One of the cool new features of Storage DRS in vSphere 5.1 is the datastore correlation detector used by the SIOC injector. Storage arrays have many ways to configure datastores from among the available physical disk and controller resources in the array. Some arrays allow sharing of back-end disks and RAID groups across multiple datastores. When two datastores share backend resources, their performance characteristics are tied together: when one datastore experiences high latency, the other datastore will also experience similar high latency since IOs from both datastore are being serviced by the same disks. These datastores are considered “performance-related”. I/O load balancing operations in vSphere 5.1 avoid recommending migration of virtual machines between two performance-correlated datastores.
I/O load balancing algorithm
Storage DRS collects several virtual machine metrics to analyze the workload generated by the virtual machines within the datastore cluster. These metrics are aggregated in a workload model. To effectively distribute the different load of the virtual machines across the datastores, Storage DRS needs to understand the performance (latency) of each datastore. When a datastore violates its I/O load threshold, Storage DRS moves virtual machines out of the datastore. By linking workload models to device models, Storage DRS is able to select a datastore with a low I/O load when placing a virtual machine with a high I/O load during load balance operations.

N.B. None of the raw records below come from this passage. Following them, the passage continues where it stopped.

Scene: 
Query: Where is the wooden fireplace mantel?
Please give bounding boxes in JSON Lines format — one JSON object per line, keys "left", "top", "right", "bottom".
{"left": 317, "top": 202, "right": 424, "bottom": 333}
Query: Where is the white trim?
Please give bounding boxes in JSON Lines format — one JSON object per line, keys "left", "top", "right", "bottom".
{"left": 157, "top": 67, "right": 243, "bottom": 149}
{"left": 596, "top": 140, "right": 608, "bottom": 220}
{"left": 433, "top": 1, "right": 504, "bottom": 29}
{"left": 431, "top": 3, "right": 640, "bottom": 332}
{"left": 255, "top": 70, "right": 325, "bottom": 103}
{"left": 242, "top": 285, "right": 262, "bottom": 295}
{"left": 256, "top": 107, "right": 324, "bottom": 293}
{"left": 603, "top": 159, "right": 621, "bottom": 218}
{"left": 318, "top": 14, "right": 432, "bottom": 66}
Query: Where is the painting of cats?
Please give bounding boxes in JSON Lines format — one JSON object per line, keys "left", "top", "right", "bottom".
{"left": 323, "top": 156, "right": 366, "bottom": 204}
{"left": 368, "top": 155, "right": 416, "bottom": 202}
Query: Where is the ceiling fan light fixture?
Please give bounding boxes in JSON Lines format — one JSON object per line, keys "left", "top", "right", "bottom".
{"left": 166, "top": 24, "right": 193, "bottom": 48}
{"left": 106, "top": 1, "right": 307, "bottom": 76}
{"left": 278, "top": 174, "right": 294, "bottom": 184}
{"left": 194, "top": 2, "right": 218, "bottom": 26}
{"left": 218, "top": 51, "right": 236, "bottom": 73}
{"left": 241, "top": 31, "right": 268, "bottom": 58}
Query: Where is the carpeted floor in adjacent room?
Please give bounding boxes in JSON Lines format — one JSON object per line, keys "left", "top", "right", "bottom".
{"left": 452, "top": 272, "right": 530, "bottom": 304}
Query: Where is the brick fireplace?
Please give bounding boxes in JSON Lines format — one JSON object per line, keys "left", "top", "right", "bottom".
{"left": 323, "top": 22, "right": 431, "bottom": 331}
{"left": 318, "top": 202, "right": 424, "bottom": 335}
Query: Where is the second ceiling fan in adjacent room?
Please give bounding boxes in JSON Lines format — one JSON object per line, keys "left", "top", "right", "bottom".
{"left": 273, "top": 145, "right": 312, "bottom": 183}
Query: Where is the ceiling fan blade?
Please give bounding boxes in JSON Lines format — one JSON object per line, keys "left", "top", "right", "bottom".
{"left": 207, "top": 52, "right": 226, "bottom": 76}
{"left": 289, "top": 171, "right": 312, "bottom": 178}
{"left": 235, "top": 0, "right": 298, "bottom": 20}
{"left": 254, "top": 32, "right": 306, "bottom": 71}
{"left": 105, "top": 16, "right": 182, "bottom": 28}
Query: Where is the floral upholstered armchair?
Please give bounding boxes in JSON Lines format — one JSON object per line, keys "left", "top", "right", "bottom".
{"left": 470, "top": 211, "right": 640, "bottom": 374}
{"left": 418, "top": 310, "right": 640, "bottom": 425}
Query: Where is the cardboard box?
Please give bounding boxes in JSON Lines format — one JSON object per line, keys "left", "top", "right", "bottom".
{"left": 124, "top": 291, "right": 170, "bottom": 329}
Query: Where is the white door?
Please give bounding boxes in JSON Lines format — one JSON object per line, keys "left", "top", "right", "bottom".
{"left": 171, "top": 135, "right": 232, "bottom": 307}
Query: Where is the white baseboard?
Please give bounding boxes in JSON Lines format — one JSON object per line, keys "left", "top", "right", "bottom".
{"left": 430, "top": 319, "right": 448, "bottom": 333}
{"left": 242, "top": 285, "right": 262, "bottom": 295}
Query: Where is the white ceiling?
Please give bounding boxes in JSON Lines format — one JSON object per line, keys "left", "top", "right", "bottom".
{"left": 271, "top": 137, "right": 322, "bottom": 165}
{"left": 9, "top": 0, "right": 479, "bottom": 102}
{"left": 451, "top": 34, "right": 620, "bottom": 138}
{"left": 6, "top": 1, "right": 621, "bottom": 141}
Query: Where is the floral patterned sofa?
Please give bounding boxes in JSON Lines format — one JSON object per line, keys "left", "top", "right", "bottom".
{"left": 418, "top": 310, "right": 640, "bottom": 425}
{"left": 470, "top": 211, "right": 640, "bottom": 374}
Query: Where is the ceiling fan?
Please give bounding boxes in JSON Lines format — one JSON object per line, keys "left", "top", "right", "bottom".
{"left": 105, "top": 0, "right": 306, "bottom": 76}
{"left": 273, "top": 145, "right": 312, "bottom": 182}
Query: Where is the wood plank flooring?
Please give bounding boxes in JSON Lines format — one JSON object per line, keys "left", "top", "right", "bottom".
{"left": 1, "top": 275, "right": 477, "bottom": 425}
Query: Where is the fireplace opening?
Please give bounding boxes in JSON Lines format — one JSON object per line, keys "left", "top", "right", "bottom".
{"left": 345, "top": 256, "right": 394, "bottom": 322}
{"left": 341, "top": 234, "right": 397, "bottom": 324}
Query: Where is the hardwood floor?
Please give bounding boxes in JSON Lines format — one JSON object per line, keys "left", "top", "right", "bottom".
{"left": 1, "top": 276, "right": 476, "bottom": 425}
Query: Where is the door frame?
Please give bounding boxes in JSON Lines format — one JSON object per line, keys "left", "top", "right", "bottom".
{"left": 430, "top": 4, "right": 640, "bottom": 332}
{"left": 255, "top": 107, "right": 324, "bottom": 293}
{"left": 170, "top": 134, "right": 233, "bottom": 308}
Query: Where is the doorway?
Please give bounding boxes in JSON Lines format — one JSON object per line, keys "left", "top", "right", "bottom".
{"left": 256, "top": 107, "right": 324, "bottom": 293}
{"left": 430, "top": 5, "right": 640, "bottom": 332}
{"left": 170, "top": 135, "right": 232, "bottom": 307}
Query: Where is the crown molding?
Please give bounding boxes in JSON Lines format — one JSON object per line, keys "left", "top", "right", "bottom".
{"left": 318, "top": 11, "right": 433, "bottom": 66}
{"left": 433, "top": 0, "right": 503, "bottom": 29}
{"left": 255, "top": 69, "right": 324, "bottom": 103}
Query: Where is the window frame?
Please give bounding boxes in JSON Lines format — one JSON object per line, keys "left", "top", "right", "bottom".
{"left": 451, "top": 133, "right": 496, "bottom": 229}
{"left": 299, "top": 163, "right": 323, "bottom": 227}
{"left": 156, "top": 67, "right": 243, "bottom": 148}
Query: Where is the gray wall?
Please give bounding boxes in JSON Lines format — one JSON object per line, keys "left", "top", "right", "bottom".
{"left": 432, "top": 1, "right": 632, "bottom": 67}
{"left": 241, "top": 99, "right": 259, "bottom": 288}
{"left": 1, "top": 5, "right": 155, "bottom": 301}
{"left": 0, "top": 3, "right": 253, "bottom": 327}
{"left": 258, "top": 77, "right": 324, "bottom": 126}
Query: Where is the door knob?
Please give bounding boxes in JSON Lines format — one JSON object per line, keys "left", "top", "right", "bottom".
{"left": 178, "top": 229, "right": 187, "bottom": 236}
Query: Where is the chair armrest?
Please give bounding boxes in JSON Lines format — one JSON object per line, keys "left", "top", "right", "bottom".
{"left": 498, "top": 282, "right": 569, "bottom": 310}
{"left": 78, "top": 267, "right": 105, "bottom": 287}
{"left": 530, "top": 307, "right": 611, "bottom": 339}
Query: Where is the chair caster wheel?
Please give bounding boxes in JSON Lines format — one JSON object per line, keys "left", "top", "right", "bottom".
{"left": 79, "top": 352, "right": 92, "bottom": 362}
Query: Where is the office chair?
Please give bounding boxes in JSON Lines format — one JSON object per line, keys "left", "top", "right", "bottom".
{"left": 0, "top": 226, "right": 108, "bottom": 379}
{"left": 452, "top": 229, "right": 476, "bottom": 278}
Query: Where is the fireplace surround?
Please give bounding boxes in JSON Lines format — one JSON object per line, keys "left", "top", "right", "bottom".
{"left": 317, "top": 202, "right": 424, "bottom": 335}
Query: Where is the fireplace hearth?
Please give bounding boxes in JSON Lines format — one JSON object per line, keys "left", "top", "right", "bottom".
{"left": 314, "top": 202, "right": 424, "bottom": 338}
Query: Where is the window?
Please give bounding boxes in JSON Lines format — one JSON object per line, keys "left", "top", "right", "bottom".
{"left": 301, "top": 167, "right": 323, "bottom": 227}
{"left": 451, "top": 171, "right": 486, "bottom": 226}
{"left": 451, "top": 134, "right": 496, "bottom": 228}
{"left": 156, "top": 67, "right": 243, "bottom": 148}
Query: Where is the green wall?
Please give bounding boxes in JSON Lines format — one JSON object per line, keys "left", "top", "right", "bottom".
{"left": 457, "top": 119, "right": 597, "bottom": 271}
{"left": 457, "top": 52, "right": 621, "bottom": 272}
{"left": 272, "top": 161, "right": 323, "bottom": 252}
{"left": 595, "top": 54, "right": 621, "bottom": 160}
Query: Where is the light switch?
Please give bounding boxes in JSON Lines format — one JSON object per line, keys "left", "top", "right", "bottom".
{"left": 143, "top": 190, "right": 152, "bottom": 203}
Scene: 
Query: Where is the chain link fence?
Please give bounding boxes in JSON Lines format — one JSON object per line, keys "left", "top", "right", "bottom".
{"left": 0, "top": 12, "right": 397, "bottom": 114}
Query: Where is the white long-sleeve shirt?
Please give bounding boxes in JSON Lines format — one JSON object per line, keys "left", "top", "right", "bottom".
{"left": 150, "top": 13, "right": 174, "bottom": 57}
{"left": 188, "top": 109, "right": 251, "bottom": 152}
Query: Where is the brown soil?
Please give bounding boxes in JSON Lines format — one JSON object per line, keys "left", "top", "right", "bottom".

Performance related datastores
However if data is moved between datastores that are backed by the same disks, the move may not decrease the latency experienced on the source datastore as the same set of disks, spindles or RAID-groups service the destination datastore as well. I/O load balancing recommendations should avoid using two performance-correlated datastores, since moving a virtual machine from the source datastore to the destination datastore has no effect on the datastore latency. How does Storage DRS discover performance related datastores?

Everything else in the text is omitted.